|Abstract: ||This paper fits in the feasibility analysis of a Magneto-Hydrodynamic (MHD) inductive generator, coupled with a Thermo Acoustic (TA) energy conversion system. The MHD and TA processes have the great advantage to convert energy without mechanical moving components. In conventional MHD generator a plasma passes through an intense magnetic field, so, by closing the circuit on a load, the induced electromotive force determines in the fluid an electric current. Instead in the proposed generator the charge carriers are first created by means of an electrical discharge and then separated by an HVDC electrostatic field. Once the equilibrium is reached, if the gas inside the duct gets to vibrate, the charge carriers give rise to an alternating electric current; this induces an electromotive force in a toroidal coil wrapped around the duct and connected to the electrical load.
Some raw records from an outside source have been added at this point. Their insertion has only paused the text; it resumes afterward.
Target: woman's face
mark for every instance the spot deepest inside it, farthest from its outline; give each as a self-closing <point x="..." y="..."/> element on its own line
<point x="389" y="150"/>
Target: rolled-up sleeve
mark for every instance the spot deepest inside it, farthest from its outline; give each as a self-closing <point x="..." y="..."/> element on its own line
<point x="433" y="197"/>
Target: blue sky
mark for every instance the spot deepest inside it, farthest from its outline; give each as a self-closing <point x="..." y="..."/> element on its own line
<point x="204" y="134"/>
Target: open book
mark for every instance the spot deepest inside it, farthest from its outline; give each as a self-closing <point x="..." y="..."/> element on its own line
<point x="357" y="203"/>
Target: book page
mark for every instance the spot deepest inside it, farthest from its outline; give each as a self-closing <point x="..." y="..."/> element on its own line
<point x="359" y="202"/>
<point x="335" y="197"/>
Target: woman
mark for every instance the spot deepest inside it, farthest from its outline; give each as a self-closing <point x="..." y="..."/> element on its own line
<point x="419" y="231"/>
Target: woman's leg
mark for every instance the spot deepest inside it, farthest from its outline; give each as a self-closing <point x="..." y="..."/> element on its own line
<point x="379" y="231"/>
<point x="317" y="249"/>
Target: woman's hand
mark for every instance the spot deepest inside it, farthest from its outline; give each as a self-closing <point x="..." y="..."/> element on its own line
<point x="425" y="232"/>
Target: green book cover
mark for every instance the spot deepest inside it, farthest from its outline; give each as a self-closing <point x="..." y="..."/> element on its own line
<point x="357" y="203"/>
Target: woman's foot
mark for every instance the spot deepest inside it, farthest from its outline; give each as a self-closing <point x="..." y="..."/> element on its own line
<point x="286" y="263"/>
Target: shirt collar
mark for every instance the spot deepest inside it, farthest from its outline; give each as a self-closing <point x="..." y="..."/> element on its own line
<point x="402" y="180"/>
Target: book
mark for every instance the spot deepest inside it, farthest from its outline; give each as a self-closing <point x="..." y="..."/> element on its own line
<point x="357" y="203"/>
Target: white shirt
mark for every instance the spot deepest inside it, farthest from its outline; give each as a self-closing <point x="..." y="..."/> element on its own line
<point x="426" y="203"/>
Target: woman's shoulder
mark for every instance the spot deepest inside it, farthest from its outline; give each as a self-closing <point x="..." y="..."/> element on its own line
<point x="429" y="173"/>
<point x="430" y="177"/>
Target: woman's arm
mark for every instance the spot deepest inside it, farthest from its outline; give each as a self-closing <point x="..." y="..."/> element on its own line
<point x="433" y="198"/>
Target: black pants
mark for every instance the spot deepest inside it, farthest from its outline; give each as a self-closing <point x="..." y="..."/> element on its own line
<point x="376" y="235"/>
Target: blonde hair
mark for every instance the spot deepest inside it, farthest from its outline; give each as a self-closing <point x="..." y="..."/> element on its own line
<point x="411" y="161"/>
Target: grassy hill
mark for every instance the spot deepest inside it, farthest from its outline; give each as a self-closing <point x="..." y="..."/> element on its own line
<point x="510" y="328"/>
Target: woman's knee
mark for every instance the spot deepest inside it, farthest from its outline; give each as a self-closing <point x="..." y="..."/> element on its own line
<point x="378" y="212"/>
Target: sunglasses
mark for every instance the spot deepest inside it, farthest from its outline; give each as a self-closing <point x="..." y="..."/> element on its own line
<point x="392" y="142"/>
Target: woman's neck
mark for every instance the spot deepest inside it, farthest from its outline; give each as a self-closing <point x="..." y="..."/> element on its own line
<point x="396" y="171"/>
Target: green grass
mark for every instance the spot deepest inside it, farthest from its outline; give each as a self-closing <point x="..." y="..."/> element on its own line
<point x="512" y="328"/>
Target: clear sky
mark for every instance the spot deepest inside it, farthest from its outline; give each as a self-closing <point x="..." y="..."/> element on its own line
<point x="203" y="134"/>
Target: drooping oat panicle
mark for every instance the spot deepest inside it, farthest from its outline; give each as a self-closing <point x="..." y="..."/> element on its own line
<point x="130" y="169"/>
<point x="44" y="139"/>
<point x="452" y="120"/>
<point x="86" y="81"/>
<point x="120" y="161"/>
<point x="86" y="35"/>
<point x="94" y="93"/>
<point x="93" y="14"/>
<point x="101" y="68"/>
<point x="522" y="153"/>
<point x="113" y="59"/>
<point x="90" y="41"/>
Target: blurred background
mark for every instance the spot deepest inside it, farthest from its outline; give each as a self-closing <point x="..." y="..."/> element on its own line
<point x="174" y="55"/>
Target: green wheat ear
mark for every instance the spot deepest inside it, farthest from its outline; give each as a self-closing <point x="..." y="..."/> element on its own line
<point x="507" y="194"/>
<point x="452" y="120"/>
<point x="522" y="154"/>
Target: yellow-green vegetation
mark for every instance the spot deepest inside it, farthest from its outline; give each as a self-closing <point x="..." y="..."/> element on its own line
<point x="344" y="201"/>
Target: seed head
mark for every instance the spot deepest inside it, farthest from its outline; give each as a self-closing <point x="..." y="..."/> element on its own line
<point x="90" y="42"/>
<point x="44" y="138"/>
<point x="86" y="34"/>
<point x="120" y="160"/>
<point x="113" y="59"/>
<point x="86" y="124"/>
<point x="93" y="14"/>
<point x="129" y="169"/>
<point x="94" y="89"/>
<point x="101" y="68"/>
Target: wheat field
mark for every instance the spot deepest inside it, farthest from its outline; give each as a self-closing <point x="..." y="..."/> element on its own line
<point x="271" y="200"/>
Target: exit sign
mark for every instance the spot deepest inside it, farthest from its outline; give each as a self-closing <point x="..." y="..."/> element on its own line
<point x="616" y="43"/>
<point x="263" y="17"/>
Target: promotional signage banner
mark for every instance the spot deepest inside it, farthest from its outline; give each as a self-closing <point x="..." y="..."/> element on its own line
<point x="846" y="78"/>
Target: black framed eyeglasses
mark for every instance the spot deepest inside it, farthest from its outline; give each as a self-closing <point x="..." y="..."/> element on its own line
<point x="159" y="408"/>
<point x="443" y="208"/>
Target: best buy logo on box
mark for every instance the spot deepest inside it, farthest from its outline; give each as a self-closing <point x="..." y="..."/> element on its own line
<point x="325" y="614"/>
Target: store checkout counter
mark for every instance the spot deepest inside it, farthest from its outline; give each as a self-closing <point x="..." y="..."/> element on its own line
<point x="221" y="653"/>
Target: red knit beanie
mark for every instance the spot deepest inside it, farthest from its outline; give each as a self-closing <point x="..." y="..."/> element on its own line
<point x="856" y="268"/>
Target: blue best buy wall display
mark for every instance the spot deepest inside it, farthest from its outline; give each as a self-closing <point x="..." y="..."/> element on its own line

In this work, first the design criteria are given; then the order of magnitude of the obtained parameters is used to model the system by using the FEM analysis. A thermo-acoustic analysis has been done in order to study the velocity profiles within the duct. As assumption we have an homogeneous fluid with no steady flow, and sinusoidal perturbations of small amplitude (no circulation and no turbulence). Furthermore the tube is long enough, so that end effects are negligible. Different velocity profiles were obtained by varying the radius of the duct and the frequency of the vibration. The numerical results confirm the theoretical ones retrieved from the literature. The axial velocity shows a parabolic profile for a low shear wave number (s = R*sqrt[ρ*ω/µ]); for higher values of said parameter the velocity becomes smaller in the center and the profile becomes more and more uniform. For very high values of shear wave number the profile is almost completely flat, with small peaks close to the tube wall. An electromagnetic analysis has been performed in a glass tube containing a ionized gas with two sleeve copper electrodes connected to an HVDC power supply. Near the sleeves a space charge density has been thickened. Applying the right voltage to the electrodes, we obtained an electrical potential profile that is null and flat in the zone between the electrodes where the electric field is thus equal to zero.
Starting from a homogeneous distribution, the third FEM model has been used to study the dynamics of separation and accumulation of charges. The fluid is considered macroscopically stationary, so we can neglect the convective phenomena. The electrons move under the action of a transverse external electric field and of diffusion phenomena linked to the electronic concentration gradient, tending to thicken near to the electrodes.
The results obtained make apparent that with appropriately frequency and radius, one can get a velocity profile with the best shape for ensure a sufficiently strong vibration of the particles thickened near the electrodes.|